One example of a domestic operation any of the EOD technicians would face is a local police department or public safety bomb squad seeking help with unexploded ordnance such as a World War II souvenir a veteran has in his home or yard.
Al Carbonara has been with the Los Angeles Police Department bomb squad for 21 years. If his officers respond to a military ordnance situation, he said, they try to take care of it first, and call their military counterparts if they can’t. “People don’t realize how much military ordnance is out there or how many meth labs,” he said. “People are making stuff, making homemade fireworks, things like that. … I got called out 14 times last week alone.”

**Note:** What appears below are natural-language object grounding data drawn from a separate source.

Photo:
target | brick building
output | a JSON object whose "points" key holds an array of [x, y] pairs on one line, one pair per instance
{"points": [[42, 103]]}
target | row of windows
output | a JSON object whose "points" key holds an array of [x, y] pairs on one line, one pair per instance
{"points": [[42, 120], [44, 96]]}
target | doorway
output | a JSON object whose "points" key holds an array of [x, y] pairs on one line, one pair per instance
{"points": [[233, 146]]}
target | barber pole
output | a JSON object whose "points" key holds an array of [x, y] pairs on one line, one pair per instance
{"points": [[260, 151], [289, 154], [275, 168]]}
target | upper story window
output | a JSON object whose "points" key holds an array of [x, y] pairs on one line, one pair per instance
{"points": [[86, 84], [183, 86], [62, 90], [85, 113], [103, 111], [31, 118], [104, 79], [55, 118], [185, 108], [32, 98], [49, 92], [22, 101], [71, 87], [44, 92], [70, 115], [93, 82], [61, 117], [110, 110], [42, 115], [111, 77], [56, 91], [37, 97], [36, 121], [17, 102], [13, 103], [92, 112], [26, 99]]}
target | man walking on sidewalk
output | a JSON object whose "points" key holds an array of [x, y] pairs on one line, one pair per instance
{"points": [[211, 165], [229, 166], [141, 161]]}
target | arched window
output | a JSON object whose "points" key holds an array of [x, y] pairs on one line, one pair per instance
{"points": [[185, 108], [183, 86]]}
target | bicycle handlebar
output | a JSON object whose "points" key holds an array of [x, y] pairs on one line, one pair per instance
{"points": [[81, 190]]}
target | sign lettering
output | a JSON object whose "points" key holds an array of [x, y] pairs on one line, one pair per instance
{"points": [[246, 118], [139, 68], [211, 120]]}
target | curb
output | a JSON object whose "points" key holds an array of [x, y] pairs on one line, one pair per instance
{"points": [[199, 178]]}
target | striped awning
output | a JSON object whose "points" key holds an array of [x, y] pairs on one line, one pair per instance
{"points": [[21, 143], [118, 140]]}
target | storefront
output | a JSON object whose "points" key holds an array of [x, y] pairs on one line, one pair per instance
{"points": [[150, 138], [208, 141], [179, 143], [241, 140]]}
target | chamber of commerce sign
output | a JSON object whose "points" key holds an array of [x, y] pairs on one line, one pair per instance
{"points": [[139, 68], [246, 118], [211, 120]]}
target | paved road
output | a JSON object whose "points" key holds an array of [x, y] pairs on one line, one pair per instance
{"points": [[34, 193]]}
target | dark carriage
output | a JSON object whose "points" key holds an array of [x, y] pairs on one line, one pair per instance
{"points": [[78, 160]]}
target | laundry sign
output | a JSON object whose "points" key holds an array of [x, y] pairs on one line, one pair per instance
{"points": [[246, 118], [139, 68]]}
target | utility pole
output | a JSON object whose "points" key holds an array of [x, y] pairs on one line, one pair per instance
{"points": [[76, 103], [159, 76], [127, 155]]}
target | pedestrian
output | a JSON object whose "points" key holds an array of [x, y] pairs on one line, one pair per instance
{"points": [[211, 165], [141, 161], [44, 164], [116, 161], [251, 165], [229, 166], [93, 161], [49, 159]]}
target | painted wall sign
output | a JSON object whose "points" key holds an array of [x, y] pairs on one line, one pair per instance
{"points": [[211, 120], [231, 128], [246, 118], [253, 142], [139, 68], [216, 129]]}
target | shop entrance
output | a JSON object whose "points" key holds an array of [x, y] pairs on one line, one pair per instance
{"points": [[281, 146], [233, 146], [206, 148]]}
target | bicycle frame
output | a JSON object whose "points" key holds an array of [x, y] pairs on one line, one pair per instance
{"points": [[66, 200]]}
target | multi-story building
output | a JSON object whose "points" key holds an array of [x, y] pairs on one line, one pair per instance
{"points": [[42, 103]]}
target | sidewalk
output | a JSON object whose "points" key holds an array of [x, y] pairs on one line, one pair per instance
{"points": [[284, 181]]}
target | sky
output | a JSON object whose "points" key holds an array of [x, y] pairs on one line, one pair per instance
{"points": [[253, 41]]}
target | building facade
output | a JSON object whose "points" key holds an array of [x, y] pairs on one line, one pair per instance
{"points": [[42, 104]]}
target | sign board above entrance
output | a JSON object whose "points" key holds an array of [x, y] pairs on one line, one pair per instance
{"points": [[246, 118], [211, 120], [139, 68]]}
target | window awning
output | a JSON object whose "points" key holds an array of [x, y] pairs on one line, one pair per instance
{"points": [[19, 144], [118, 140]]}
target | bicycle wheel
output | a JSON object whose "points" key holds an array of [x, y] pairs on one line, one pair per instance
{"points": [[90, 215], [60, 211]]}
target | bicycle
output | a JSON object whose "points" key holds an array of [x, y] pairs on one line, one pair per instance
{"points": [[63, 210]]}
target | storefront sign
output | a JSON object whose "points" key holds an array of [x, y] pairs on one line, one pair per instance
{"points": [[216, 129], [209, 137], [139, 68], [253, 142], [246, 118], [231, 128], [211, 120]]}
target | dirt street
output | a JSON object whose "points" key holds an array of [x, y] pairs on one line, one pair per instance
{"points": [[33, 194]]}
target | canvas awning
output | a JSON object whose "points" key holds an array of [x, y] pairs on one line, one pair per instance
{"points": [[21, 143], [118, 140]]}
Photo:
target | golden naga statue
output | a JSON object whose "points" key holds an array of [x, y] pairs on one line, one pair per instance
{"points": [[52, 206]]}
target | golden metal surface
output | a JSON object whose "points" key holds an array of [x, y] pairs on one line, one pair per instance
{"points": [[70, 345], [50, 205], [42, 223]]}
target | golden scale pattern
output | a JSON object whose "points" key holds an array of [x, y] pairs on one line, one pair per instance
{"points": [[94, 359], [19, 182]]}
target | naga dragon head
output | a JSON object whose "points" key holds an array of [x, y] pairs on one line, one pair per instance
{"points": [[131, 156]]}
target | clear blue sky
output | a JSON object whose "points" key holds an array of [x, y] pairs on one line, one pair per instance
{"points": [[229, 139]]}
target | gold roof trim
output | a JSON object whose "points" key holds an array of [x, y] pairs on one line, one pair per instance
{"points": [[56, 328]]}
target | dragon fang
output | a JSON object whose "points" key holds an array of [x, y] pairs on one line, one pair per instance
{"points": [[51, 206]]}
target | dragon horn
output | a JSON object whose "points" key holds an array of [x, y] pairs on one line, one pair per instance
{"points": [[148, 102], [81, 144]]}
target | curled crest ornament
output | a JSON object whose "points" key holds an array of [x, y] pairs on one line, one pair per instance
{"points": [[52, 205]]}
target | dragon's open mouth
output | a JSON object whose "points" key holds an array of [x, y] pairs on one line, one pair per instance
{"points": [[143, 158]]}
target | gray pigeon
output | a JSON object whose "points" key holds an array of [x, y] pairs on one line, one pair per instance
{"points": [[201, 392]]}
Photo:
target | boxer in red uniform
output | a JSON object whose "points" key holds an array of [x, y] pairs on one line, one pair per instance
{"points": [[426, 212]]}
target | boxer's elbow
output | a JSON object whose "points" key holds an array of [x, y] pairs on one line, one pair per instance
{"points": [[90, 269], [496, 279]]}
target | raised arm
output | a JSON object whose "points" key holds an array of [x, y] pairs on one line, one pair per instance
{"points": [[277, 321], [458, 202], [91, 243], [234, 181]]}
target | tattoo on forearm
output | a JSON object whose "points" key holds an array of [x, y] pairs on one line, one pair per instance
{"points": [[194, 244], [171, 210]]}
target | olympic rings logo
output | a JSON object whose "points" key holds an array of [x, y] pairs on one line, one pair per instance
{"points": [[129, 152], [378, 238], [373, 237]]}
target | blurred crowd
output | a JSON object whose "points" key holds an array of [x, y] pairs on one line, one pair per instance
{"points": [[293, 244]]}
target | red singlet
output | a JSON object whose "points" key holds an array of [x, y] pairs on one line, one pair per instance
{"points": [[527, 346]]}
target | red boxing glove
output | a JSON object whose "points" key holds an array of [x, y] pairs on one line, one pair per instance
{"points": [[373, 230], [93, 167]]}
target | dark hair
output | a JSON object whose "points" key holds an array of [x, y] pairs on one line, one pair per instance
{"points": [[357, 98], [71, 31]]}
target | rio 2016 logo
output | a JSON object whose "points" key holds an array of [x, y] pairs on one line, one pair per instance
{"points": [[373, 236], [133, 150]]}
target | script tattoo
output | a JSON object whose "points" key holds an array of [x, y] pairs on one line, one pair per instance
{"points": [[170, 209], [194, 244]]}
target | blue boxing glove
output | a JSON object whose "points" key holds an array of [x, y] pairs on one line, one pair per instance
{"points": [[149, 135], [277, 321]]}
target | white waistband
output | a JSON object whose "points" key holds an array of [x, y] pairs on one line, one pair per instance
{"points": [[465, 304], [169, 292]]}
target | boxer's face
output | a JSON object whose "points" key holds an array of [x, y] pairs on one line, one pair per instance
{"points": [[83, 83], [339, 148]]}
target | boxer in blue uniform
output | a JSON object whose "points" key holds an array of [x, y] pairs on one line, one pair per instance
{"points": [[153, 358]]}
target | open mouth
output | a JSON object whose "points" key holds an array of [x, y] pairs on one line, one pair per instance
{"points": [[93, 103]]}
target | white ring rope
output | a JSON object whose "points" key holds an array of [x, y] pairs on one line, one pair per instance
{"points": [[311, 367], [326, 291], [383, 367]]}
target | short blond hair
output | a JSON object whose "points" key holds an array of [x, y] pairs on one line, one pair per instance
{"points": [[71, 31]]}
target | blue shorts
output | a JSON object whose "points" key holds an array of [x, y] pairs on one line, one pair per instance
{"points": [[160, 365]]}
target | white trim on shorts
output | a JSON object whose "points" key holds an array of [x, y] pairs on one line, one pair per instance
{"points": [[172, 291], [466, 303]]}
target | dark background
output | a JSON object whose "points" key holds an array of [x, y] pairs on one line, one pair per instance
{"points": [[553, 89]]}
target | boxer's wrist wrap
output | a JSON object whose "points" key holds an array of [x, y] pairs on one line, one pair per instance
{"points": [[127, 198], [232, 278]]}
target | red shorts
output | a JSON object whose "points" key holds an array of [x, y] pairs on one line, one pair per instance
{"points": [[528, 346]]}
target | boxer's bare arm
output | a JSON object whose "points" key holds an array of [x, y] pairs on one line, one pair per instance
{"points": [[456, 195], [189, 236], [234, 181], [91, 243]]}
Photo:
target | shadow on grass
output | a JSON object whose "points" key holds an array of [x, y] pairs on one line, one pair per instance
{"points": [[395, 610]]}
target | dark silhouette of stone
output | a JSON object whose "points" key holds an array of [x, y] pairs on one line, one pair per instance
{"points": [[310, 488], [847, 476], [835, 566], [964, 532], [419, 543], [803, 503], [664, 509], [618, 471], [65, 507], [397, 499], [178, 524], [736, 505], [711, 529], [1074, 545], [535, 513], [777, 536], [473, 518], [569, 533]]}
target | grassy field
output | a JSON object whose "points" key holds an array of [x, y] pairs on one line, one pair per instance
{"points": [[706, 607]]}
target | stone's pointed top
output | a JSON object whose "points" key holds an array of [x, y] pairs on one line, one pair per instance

Military-Civil Cooperation
Air Force Tech. Sgt. Michael Ault, an EOD technician from Travis Air Force Base, California, said it’s common for older veterans to have unexploded ordnance. “At our home station, we get called about once a week for various UXO calls, and then we have responded to various different suspected IEDs and things like that,” he said.
Air Force Senior Airman Alex Nona, another EOD technician from Travis, said his team attends monthly meetings with the Sacramento- and San Francisco-area bomb technicians and host training at their proficiency range.
“We go and do training with them, so we kind of know each other, so when they call up on the phone, it’s not us calling the police department. We’re talking to the bomb squad, and we know the people on the squads,” he said. “It’s really important to know who you’re working with and to know how they operate. They know what we have, and we know what they don’t have, so we can always go and support them.”
Air Force Staff Sgt. Darrell Linkus, an Air National Guard EOD technician from Buckley Air Force Base, Colorado, is a firefighter with the Westminster Fire Department as well. Because he is a guardsman and firefighter, he said, he works closely with his law enforcement counterparts in Colorado in the Denver area.
“It’s good to be able to work with these guys — see their TTPs, they can see our TTPs — and it’s something we can bring back, that interoperability with law enforcement and military EOD. It makes us work better together,” he said.